Red Hat Bugzilla – Bug 420
pcmcia and 3c574 difficulties
Last modified: 2008-05-01 11:37:48 EDT
I have a Compaq Armada 4220T and a 3Com 3c574 10/100 10baseT
PCMCIA network card. I have tried to connect to several
different 10baseT networks. Most of the time, the pcmcia
system picks up the card, loads the correct modules into the
kernel, starts inetd, and nothing works. I can ping the
interface from the host machine, but the packets end up on
the lo interface packet count. For absolutely no discerable
reason, with no changes to any configuration files, the same
normal bootup ends up with a successful network connection.
I have tried rebooting, kill -1ing the cardmgr, switching
slots, different networks, warm reboots, cold reboots, and
soft ifconfig/ifup/ifport resets. All in all, most of the
time I am prevented from connecting to any network and
getting work done. Love you, love RedHat Linux, help please.

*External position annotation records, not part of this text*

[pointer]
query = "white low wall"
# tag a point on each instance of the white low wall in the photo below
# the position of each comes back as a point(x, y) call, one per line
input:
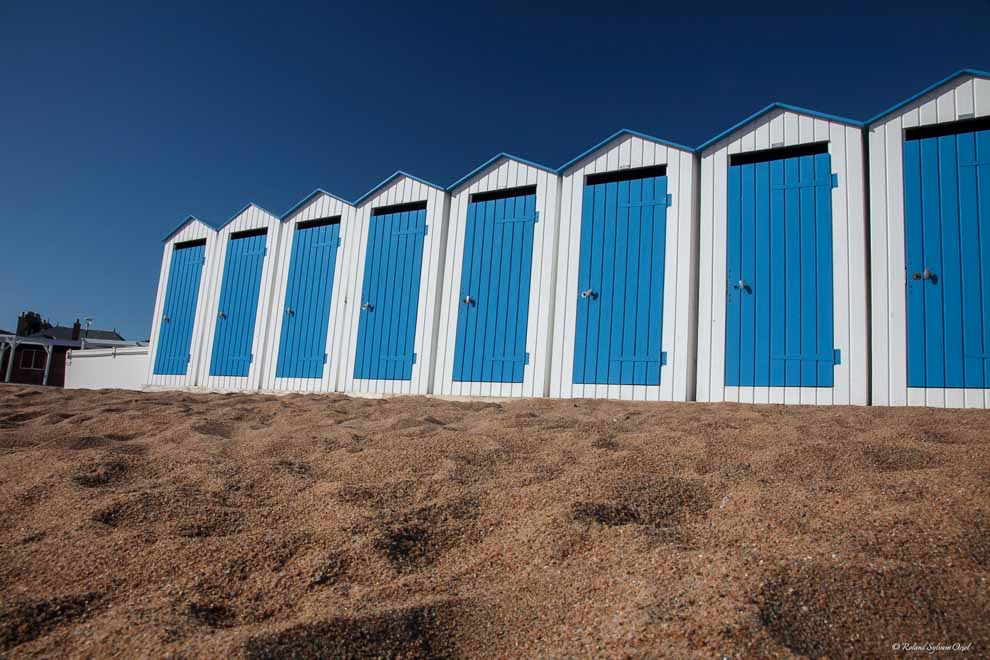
point(105, 368)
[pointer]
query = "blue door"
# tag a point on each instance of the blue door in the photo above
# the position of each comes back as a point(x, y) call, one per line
point(308, 293)
point(779, 323)
point(390, 294)
point(495, 279)
point(179, 310)
point(620, 279)
point(947, 245)
point(238, 306)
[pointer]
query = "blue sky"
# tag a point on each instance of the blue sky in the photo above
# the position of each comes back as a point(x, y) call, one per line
point(120, 120)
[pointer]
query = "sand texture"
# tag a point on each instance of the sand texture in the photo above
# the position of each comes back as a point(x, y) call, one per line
point(245, 525)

It is hard to convince management Linux is good when I can't
give them the network server/system demos. :0
I have had the exact same problem. Unfortunately the 3COM-3C574TX is
considered UNSTABLE. three possible suggestions that were reported as
1. turn debug mode on... -DPCMCIA_DEBUG=1
2. execute /sbin/init.d/pcmcia restart
3. cardctl eject/cardctl insert
(I got these suggestions from hyper.stanford.edu, however I'm not sure
where the edits are supposed to be made or the distribution that it
As stated by the second user, the 3Com 574 is still considered
experimental and therefore we recommend using a network card that is
on the well-supported list.
This bug was fixed in pcmcia_cs 3.0.11. Upgrading to that would
remove this problem and make the 3c574 workable (if not ideal). Is
there any way this might be upgraded?
From the release notes:
The big news is that the most serious 3c574_cs bug has been fixed. I
finally got a code snippet from 3Com from their
driver initialization routine, and dropping it into 3c574_cs
immediately solved the problem where the card simply refused
to do anything. I also added some code to monitor the transceiver
status, and to also check for and sort-of recover
from missed interrupts. Performance on 100baseT still stinks.